Simple special relativity problem

[jethomas3182]

Homework Statement

From: http://www.phas.ubc.ca/~mcmillan/rqpdfs/1_relativity.pdf

The average lifetime of a pi meson in its own frame of reference is 26.0 ns. (This is its proper lifetime.)
If the pi meson moves with speed 0.95c with respect to the Earth, what is its lifetime as measured by an
observer at rest on Earth?

What is the average distance it travels before decaying as measured by an observer at rest on Earth?

Homework Equations

T=26 ns
v=.95c

t^2=T^2 + x^2
x=vt

The Attempt at a Solution

t^2 = T^2 + (vt)^2
t^2(1-v^2) = T^2
t^2(1-.95^2) = 26^2
t*sqrt(1-.95^2)=26
t=26/sqrt(1-.95^2) = 83.267 ns rounded to 83.3 ns Books answer: 83.3 ns

distance: x = vt = 83.3ns * 3*10^8 m/s = 24.99 m rounded to 25.0 Book's answer: 24.0

My answer is about 4% off.

83.267*.3=24.98
83.267*.29979=24.8

I got the median speed, but with halflife the median is mean*ln(2).

83.267*.29979/ln(2)=35.786 rounded to 35.8. Even worse.

Did the book make a typo, or am I missing something important?

 

[mfb]

The pi meson does not fly with the speed of light.

 

[jethomas3182]

The pi meson does not fly with the speed of light.

Thank you! Somehow I looked right over that.

 

[jethomas3182]

Reviewing this problem, I got

83.3*10^-9 * .95 * 3.0*10^8 = 23.74 meters

A more precise answer for the time is lower, a more precise number for lightspeed is lower. But the book's answer was 24.0, about 1% higher than my answer and their answer is claimed good to one part in 240 or so.
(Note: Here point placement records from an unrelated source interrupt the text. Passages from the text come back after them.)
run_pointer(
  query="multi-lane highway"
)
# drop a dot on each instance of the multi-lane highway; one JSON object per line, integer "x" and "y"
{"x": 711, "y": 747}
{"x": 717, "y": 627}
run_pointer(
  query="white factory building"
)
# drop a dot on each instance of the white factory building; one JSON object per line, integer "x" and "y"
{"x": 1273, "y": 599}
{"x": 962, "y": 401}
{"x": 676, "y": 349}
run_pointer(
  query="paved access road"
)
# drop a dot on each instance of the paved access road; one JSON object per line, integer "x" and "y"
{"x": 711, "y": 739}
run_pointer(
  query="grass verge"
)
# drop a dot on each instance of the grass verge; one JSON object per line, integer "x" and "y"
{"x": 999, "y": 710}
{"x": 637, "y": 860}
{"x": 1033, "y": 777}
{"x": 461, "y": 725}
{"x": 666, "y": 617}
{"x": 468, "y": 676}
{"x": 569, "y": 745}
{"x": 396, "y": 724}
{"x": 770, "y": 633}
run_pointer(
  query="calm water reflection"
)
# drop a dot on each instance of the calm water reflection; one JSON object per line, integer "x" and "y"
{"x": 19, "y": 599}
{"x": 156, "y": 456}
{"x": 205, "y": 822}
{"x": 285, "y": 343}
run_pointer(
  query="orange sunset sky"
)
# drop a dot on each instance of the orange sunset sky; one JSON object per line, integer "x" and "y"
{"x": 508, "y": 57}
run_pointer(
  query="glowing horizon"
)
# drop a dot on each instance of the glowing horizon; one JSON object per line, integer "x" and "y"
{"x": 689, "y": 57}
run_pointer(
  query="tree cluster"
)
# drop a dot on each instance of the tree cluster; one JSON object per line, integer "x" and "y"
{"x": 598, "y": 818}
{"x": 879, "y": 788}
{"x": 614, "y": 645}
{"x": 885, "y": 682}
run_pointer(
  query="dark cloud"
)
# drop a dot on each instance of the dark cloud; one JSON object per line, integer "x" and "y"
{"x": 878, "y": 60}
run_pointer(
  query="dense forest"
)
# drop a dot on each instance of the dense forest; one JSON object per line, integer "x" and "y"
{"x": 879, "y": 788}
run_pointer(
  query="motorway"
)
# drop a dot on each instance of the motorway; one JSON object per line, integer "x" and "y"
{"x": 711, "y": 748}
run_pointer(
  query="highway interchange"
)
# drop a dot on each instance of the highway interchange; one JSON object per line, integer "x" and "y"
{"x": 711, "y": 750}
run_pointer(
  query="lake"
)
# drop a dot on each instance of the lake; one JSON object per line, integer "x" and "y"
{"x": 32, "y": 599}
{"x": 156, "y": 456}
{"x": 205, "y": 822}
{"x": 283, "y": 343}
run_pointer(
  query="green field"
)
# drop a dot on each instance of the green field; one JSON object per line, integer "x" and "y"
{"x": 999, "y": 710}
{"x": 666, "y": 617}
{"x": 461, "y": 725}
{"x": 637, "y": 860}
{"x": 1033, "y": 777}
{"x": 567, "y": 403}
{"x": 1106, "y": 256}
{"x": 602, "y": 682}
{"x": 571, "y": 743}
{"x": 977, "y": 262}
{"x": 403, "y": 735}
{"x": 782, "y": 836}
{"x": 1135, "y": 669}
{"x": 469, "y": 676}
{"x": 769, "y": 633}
I don't see where I went wrong this time. It looks simple, but I don't see how to get it right.

 

[mfb]

Don't take the rounded value for the time, use a more precise one. This makes the distance even lower, however. 23.7 meters is the correct answer, rounding it to 24 is fine as well, giving 24.0 is wrong.

 

[jethomas3182]

Thank you! I wasn't confident that the book had it wrong.